In Subsection 2.4.4 several extensions of the original support vector algorithm are presented. For more details on the extension to multiple classes see Weston and Watkins (1998), Platt et al. (2000), Hastie and Tibshirani (1998), Guermeur et al. (2000) and Allwein et al. (2000). There exits a vast literature on support vector regression estimation; for an excellent overview see Smola and Schölkopf (2001), Smola (1996), Smola (1998) and Smola and Schölkopf (1998). It has also been shown that support vector machines can be applied to the problem of density estimation (Weston et al. 1999, Vapnik and Mukherjee 2000). The reparameterization of the support vector algorithm in terms of n, the fraction of margin errors, was first published in Schölkopf et al. (2000) where it was also applied to the support vector algorithm for regression estimation.
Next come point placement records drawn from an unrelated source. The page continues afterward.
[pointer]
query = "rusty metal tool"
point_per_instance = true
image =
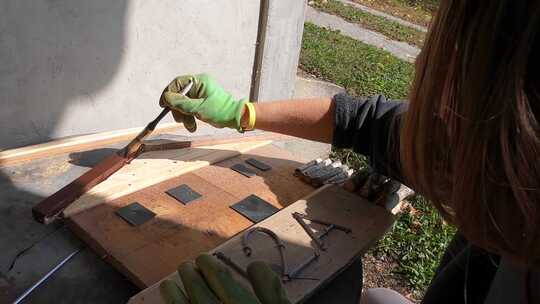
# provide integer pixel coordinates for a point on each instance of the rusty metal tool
(229, 262)
(279, 245)
(318, 240)
(50, 208)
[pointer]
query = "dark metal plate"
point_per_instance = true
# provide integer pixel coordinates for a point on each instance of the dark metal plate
(184, 194)
(135, 214)
(254, 208)
(258, 164)
(245, 171)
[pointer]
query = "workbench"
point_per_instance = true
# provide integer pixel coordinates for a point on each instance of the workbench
(151, 252)
(30, 250)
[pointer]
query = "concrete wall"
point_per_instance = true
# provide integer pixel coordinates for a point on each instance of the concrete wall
(282, 48)
(70, 67)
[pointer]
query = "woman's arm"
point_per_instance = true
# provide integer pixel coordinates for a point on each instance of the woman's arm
(311, 118)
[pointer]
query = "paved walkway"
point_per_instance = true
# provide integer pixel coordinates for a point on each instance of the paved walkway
(397, 48)
(384, 15)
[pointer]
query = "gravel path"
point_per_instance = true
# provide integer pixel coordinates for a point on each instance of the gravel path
(384, 15)
(397, 48)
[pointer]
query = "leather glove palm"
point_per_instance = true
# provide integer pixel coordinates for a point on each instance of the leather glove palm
(206, 100)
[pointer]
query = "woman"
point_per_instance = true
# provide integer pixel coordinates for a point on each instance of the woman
(468, 140)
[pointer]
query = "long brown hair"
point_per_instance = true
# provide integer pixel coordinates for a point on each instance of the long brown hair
(470, 139)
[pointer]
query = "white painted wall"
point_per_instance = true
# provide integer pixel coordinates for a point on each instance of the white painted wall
(70, 67)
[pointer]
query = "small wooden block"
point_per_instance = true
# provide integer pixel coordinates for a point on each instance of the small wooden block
(258, 164)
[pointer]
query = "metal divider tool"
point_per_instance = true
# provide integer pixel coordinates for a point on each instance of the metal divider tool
(318, 240)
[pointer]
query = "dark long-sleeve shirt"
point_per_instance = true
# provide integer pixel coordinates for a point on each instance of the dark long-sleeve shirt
(467, 273)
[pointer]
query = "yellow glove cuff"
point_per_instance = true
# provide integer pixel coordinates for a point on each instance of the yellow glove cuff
(252, 116)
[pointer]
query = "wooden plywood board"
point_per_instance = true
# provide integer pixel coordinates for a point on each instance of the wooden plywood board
(179, 232)
(75, 143)
(157, 166)
(330, 203)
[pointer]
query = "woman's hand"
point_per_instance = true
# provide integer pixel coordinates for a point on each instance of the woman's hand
(206, 100)
(208, 281)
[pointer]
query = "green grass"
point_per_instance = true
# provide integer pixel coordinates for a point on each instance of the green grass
(360, 68)
(417, 242)
(389, 28)
(419, 237)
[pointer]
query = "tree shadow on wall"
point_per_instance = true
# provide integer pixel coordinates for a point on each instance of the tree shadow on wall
(54, 55)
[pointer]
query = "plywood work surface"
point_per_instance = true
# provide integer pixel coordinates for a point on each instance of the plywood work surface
(330, 203)
(178, 233)
(157, 166)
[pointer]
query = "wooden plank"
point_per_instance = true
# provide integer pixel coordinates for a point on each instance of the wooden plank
(154, 167)
(147, 253)
(330, 203)
(75, 143)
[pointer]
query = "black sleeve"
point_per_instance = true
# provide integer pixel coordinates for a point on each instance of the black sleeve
(370, 126)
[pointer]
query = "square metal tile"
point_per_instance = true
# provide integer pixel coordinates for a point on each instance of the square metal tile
(245, 171)
(258, 164)
(184, 194)
(135, 214)
(254, 208)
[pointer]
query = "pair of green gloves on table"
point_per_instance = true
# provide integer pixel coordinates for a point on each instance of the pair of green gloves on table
(208, 281)
(207, 101)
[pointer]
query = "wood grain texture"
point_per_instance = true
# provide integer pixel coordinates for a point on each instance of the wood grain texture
(178, 233)
(75, 143)
(330, 203)
(154, 167)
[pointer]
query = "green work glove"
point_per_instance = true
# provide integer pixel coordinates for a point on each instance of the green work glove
(206, 100)
(208, 281)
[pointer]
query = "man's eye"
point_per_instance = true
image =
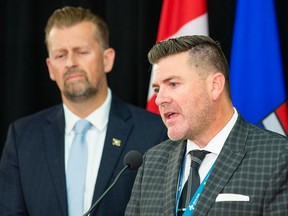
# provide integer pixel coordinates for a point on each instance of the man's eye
(59, 56)
(173, 84)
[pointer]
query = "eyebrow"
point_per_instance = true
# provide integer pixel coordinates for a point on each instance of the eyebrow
(166, 80)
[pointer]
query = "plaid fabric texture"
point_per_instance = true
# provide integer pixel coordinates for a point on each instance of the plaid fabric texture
(253, 162)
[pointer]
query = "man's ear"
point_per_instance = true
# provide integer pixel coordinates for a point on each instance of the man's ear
(108, 59)
(218, 84)
(51, 74)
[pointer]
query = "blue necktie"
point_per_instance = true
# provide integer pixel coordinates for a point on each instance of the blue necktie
(193, 181)
(76, 169)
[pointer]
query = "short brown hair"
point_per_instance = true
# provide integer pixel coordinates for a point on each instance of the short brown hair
(203, 51)
(69, 16)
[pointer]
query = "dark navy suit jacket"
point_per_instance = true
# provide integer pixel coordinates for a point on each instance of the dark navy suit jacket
(32, 168)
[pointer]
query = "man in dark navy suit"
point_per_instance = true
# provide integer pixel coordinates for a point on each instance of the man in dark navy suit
(33, 165)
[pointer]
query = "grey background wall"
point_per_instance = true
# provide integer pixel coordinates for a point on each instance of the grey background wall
(25, 84)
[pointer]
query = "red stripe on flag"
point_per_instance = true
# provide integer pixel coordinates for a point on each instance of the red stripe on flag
(176, 13)
(282, 114)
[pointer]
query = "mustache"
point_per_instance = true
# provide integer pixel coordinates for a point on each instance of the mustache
(72, 71)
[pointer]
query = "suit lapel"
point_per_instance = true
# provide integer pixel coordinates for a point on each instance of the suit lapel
(117, 132)
(171, 178)
(229, 159)
(53, 136)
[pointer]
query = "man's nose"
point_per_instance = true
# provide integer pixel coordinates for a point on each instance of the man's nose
(71, 61)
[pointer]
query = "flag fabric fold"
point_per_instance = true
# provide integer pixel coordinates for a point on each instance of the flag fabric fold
(257, 78)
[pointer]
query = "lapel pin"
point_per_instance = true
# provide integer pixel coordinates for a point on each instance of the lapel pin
(116, 142)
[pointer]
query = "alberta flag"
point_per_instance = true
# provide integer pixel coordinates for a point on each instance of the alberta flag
(178, 18)
(257, 77)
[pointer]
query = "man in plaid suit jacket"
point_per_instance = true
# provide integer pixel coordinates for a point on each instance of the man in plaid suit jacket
(250, 171)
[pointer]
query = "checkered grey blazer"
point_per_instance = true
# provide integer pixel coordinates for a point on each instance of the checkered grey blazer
(252, 163)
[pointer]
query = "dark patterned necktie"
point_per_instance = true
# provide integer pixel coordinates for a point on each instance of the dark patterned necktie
(193, 181)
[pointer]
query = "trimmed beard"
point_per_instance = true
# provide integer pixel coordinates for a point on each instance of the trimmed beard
(80, 90)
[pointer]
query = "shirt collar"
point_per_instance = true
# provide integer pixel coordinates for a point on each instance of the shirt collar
(216, 144)
(98, 118)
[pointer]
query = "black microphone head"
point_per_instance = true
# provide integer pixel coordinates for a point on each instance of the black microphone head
(133, 159)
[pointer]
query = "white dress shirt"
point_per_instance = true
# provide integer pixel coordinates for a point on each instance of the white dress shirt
(95, 139)
(214, 146)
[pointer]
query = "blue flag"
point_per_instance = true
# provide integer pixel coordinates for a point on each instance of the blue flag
(257, 78)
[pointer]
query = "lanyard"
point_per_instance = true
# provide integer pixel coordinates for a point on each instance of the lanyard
(192, 204)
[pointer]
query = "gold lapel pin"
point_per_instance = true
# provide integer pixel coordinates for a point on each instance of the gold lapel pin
(116, 142)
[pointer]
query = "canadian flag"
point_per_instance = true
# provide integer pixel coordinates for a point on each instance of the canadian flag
(179, 18)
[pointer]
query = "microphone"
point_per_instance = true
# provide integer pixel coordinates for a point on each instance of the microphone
(132, 160)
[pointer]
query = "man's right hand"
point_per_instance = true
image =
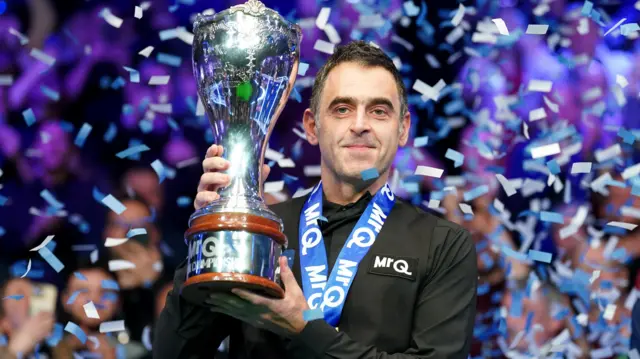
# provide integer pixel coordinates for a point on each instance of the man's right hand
(214, 176)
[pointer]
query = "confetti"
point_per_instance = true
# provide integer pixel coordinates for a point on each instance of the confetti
(369, 174)
(539, 256)
(457, 18)
(74, 329)
(323, 17)
(429, 171)
(502, 27)
(131, 151)
(146, 51)
(42, 57)
(50, 258)
(312, 314)
(159, 80)
(324, 47)
(113, 204)
(113, 326)
(110, 18)
(120, 264)
(546, 150)
(82, 135)
(29, 117)
(91, 311)
(539, 86)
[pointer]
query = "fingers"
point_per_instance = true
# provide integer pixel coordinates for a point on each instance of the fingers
(212, 181)
(215, 164)
(204, 198)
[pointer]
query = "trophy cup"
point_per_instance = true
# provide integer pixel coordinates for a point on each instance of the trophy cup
(245, 61)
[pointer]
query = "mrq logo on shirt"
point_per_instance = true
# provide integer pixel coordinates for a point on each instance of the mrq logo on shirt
(211, 254)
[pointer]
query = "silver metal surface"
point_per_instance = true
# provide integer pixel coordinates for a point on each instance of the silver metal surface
(233, 252)
(245, 61)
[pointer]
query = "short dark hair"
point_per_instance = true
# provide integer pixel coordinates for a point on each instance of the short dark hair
(363, 54)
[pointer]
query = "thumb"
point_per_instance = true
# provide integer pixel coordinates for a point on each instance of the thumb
(286, 275)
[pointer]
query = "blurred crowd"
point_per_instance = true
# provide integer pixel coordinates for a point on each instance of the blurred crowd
(575, 298)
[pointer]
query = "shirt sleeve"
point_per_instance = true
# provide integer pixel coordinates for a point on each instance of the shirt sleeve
(444, 313)
(187, 331)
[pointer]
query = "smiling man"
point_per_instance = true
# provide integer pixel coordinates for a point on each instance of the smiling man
(387, 279)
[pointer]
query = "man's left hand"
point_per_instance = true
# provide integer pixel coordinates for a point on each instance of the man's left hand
(288, 310)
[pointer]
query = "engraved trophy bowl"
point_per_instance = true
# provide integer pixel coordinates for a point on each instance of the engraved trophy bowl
(245, 61)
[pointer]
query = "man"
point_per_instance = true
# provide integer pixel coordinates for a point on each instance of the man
(414, 294)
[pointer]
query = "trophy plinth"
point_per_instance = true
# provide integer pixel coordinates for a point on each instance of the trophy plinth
(245, 61)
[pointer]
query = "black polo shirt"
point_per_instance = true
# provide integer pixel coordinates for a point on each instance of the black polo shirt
(428, 313)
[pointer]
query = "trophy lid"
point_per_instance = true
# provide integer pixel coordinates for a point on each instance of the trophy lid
(251, 7)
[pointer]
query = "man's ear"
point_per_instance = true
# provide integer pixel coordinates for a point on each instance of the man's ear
(405, 127)
(310, 129)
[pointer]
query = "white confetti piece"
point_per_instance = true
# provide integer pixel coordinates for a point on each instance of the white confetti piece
(113, 204)
(114, 242)
(159, 80)
(622, 81)
(323, 46)
(546, 150)
(114, 326)
(323, 17)
(502, 27)
(43, 244)
(457, 18)
(6, 80)
(91, 311)
(120, 264)
(539, 86)
(608, 153)
(429, 171)
(624, 225)
(534, 29)
(537, 114)
(146, 51)
(110, 18)
(580, 167)
(272, 187)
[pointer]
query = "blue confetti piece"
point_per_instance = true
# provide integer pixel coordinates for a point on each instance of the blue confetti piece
(109, 284)
(74, 295)
(113, 204)
(475, 193)
(51, 200)
(369, 174)
(302, 68)
(50, 93)
(553, 167)
(74, 329)
(553, 217)
(85, 130)
(539, 256)
(455, 156)
(312, 314)
(184, 201)
(29, 117)
(50, 258)
(168, 59)
(131, 151)
(136, 232)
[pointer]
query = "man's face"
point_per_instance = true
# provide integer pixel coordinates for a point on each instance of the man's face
(89, 290)
(359, 125)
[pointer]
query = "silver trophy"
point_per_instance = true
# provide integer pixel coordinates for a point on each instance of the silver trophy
(245, 61)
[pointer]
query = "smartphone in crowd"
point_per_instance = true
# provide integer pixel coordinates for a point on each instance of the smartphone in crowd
(43, 298)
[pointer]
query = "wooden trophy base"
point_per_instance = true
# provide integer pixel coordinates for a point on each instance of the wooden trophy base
(258, 232)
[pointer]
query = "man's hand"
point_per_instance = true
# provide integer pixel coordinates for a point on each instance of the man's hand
(281, 316)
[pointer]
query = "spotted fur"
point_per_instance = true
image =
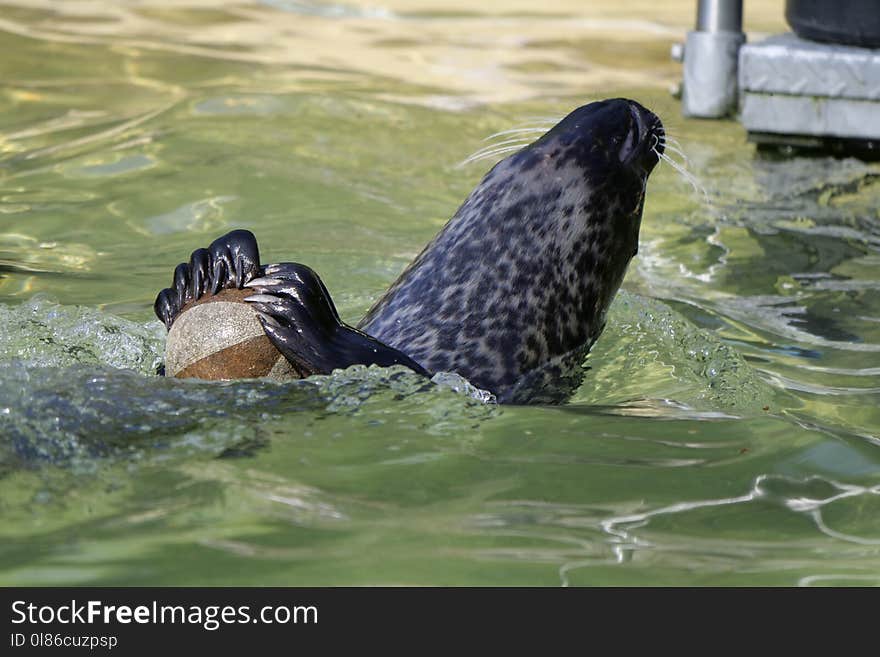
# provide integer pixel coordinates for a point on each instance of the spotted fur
(513, 292)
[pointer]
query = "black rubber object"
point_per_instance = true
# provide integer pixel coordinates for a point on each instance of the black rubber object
(844, 22)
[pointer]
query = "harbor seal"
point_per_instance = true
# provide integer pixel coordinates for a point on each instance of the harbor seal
(511, 294)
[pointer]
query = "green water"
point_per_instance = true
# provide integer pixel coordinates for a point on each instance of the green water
(728, 431)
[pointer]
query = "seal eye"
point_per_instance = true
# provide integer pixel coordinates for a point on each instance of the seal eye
(630, 142)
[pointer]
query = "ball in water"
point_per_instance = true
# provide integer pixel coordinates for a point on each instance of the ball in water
(219, 337)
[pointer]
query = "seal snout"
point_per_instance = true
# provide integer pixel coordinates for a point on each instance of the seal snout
(645, 140)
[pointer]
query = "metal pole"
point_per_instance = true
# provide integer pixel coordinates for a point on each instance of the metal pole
(711, 56)
(719, 16)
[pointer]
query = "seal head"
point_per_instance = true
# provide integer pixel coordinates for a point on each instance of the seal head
(514, 290)
(511, 293)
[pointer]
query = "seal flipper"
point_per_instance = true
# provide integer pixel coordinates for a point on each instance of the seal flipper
(230, 261)
(300, 319)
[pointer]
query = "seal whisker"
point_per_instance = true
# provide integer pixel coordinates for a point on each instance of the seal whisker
(514, 131)
(517, 140)
(483, 154)
(672, 149)
(684, 173)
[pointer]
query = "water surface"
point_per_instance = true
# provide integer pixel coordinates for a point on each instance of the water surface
(728, 429)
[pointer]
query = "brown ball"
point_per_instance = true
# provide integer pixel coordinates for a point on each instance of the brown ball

Finally, in Section 2.5, we introduce the leave-one-out error of algorithms which motivate an algorithm called adaptive margin machines (Weston and Herbrich 2000). The proof of the unbiasedness of the leave-one-out error can be found in Lunts and Brailovsky (1969) and also in Vapnik (1998, p. 417). The bound on the leave-one-out error for kernel classifiers presented in Theorem 2.37 was proven in Jaakkola and Haussler (1999b).